The problem, though, isn’t the algorithm. It’s the dataset. They don’t have all the data they need.
A simple one-through-five stars won’t suffice for generating accurate predictions. The definition of “genre” needs to be re-written. I believe in this enough that I think it’d be my Master’s thesis if I ever had the desire to go back to school. That said, let us argue.
The term “genre” encompasses too much; it includes both the intended emotional response to a film — let’s just call that the “intended emotional response”, since I can’t think of a real word for it — as well as story-type factors. Instead, I say “genre” should ONLY refer to the story-likenesses.
Story likenesses are like the following (remember, these are generalities, or genre-alities):
- A sci-fi includes non-existent technology (and frequently extrapolates the consequences of that technology); they can be set in the present day or the future, on our planet or a distant one.
- A western is set in the 1800s American frontier, with man vs man conflicts.

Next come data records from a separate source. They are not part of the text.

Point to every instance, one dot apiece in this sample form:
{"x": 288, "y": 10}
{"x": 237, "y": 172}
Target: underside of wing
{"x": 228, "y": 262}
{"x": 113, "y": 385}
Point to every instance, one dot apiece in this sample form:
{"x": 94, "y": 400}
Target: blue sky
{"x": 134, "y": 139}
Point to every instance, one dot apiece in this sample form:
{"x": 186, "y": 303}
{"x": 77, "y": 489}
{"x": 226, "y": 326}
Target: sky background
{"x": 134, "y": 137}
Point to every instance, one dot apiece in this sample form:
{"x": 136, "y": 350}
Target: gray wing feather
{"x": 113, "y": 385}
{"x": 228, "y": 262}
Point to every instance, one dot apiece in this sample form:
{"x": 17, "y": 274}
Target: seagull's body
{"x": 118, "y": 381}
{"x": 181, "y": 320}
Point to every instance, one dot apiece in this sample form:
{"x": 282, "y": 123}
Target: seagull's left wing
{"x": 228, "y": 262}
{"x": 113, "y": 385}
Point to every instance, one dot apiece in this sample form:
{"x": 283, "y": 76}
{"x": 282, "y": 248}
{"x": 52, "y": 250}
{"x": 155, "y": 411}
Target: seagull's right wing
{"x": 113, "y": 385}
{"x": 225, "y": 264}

- Film noir includes a femme fatale, a crime, etc., and is generally set in the WWII and just-post-WWII era.
- Cop dramas follow the dark side of a detective’s duty.
I think you get the idea. With the new definition of “genre”, though, you’ll start getting more and more specific — “Zombie movies”, “19th Century Romance”, “Birth of a Superhero”, etc.

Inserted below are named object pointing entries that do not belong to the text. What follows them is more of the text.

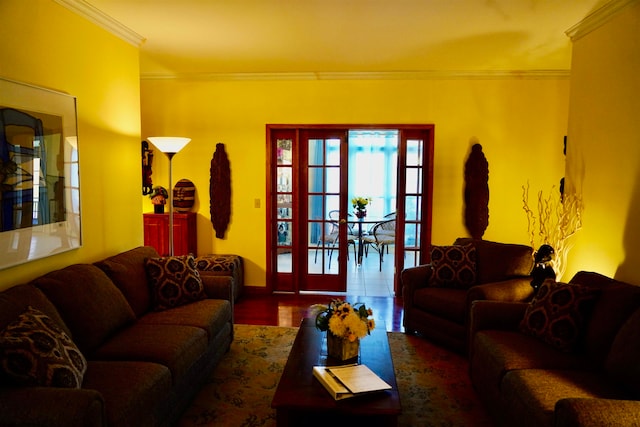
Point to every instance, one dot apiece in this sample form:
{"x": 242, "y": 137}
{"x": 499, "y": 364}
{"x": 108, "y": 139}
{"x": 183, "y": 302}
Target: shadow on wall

But these genres can fall anywhere in the spectrum of intended emotional response.
That’s my first idea of how movies should be mapped — it may have some stuff I haven’t considered.
But note how sci-fis can fit anywhere on the spectrum. To say “Jack and Jill like science fiction” isn’t adequate. Perhaps Jack likes only the most incredible science fiction, whatever the intended emotional response, whereas Jill really only goes for the more believable adventures in the sci-fi genre. Jack’s favor towards sci-fi will make a ring around the outside of the spectrum; Jill’s will make a small blob — maybe an arc — in just one area.

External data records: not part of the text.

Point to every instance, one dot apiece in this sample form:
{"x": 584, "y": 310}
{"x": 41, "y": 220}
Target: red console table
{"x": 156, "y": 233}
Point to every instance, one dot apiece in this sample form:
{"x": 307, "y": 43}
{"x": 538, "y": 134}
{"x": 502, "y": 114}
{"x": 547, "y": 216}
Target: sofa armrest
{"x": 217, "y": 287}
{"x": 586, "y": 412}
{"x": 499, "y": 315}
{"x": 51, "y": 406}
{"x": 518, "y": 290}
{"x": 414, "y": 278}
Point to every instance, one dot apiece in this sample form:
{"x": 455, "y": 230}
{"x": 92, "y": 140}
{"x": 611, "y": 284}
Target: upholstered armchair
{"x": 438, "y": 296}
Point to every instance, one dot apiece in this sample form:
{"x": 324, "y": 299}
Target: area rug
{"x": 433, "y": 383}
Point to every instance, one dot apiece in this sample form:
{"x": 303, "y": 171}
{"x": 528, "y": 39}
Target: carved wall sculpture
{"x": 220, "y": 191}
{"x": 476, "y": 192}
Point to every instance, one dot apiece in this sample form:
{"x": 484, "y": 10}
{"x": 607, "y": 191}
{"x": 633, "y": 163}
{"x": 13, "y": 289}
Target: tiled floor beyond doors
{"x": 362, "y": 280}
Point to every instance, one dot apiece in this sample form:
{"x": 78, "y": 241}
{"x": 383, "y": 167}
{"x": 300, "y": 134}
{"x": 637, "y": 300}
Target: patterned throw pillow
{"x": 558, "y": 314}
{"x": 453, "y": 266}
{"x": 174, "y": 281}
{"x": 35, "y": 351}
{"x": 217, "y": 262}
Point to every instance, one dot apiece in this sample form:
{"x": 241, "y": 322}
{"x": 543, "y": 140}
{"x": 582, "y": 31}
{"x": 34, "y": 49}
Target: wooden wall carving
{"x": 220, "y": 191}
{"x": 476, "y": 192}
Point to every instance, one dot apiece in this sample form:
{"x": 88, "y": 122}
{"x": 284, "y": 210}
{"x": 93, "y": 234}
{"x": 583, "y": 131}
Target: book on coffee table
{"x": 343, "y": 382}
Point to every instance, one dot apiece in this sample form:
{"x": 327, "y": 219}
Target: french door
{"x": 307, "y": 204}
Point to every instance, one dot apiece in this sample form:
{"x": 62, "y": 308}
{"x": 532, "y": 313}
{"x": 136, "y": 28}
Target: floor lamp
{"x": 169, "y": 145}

I believe it’s safe to assume that NO MATTER THE GENRE, a person’s like or dislike of a given area of the spectrum will remain constant.
To determine where a movie falls in the spectrum is tricky. You can’t take the director’s word for it, because what he finds merely thrilling might be horrific to the majority; every individual has a personal spectrum. (That said, a movie that is intended to be funny, but fails, is still a comedy. Failure to elicit the intended emotional response is a primary factor in a movie’s quality to viewers, but it doesn’t change its position in the spectrum.) For that reason, you probably need to ask more questions in each user’s review to determine how close they are to the average spectrum, and adjust as necessary.
Not that any of that is viable for Netflix. Getting more out of users is unlikely. But at the very least, they could establish the baseline position for a movie in the spectrum of intended emotional response, and start qualifying folks’ ratings from there.
Gimme my million. Or my Master’s.